L’organisation Médecins Sans Frontières (MSF) exprime de vives préoccupations quant à une éventuelle réduction des financements destinés au Nord-Kivu, en République Démocratique du Congo (RDC). Cette région, déjà profondément affectée par une crise humanitaire persistante et des ruptures d’approvisionnement majeures, pourrait voir sa situation sanitaire se détériorer davantage si le soutien venait à diminuer.
Stéphane Doyon, responsable de programme pour MSF France, a détaillé l’ampleur de cette inquiétude. Selon lui, si le Nord-Kivu était retiré des programmes du Fonds mondial, la majorité des traitements médicaux actuellement disponibles dans les centres de santé de la province, et qui ne sont pas fournis par MSF, cesseraient d’arriver. « Au niveau de Médecins Sans Frontières, nous ne pouvons pas nous substituer au Fonds mondial pour l’ensemble d’une province ; la situation deviendrait donc très critique », a-t-il souligné.

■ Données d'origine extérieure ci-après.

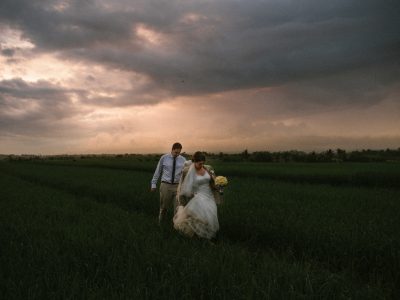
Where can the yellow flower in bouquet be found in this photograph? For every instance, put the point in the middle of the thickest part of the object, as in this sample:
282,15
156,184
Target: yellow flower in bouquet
221,181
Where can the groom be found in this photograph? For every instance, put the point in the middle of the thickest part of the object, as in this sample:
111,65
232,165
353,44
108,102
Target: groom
169,168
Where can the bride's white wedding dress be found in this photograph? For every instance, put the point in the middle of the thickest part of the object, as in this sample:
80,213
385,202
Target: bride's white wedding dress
199,216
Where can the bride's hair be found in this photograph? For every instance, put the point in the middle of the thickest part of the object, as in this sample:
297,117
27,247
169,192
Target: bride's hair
198,156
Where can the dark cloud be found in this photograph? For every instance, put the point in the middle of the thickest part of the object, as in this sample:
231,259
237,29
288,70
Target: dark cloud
221,45
36,109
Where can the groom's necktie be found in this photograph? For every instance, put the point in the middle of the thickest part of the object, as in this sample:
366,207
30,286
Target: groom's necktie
173,170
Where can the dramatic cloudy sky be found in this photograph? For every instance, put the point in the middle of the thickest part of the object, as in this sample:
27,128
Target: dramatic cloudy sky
117,76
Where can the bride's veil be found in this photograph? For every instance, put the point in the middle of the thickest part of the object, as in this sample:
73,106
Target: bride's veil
188,182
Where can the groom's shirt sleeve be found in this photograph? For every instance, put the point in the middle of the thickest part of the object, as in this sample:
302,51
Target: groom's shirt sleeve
157,172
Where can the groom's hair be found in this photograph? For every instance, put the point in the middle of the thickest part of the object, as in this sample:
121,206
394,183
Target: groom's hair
176,146
198,156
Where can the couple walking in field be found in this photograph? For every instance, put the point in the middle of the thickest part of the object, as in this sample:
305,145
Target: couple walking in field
188,186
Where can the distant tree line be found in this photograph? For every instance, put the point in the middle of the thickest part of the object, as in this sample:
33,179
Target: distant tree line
338,155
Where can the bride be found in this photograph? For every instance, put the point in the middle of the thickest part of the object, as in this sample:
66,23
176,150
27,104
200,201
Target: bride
199,215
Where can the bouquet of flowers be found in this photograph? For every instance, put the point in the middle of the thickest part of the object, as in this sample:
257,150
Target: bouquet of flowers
220,183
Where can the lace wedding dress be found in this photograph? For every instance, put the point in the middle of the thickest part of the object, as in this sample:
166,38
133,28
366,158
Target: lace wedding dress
199,216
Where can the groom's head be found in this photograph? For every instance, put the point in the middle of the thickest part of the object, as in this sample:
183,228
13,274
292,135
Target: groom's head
176,149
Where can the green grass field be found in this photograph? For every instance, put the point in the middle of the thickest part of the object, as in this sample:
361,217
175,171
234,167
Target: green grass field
88,229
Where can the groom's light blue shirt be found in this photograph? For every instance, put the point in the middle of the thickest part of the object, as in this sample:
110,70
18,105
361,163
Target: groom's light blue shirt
164,169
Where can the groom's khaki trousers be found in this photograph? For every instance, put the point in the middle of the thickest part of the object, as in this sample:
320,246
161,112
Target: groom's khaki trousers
167,198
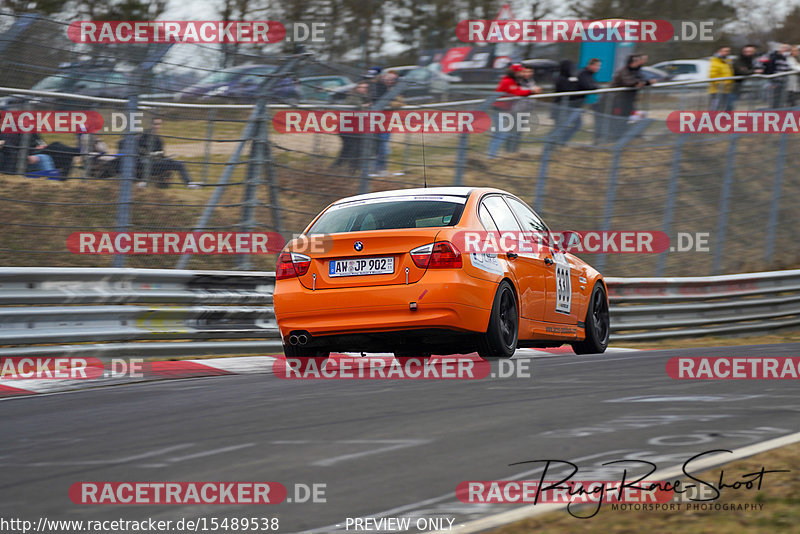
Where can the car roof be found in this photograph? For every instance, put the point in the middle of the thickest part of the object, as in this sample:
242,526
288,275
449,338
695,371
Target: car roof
421,191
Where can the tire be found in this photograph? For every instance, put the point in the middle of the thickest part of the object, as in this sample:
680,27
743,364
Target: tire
597,326
500,339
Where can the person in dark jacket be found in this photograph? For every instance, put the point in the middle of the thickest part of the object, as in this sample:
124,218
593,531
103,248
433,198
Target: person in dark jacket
778,62
153,163
350,154
11,145
746,64
625,101
567,112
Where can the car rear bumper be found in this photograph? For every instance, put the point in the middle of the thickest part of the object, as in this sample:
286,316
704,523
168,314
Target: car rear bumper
446,299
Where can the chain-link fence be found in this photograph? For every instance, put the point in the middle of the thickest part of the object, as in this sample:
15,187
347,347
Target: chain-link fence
223,166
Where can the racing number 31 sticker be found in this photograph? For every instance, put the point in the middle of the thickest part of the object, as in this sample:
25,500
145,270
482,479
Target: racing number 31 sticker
563,284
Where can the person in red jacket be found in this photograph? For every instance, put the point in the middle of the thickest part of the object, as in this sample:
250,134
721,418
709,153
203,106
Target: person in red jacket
518,81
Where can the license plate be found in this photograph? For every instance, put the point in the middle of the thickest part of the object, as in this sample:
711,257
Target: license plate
361,266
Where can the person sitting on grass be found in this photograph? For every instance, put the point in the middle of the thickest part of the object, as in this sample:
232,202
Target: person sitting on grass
152,161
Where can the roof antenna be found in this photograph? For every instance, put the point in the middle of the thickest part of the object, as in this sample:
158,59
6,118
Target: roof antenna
424,173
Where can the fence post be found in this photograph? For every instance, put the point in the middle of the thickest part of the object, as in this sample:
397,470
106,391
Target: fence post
249,132
212,114
463,142
632,131
272,180
722,223
128,174
776,197
672,192
22,151
252,181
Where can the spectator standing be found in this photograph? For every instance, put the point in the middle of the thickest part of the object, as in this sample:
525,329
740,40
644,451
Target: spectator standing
11,147
515,83
567,110
720,92
385,84
793,83
625,101
746,64
520,107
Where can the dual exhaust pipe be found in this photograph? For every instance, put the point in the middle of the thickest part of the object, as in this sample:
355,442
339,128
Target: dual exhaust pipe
299,339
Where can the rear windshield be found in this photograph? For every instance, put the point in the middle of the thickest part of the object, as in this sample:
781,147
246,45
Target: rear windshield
390,214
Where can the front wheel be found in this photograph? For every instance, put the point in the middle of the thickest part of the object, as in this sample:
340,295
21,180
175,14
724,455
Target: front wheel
598,324
500,339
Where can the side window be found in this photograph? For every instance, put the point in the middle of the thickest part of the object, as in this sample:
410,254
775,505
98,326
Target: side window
530,221
501,214
486,219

Le paludisme constitue la principale raison de consultation dans les structures de santé de MSF au Nord-Kivu. Pour l’organisation, il est impératif que le soutien pour la lutte contre le paludisme soit maintenu et renforcé dans cette province. Stéphane Doyon insiste sur la gravité de la situation sanitaire locale, la qualifiant de « zone des plus critiques actuellement ».
La population du Nord-Kivu, déjà durement éprouvée par des conflits armés, doit également faire face à des épidémies récurrentes de rougeole et de choléra. Dans ce contexte de vulnérabilité extrême, un soutien externe continu et robuste est absolument nécessaire pour prévenir une catastrophe sanitaire encore plus grande, comme l’a rappelé le responsable de programme de MSF France.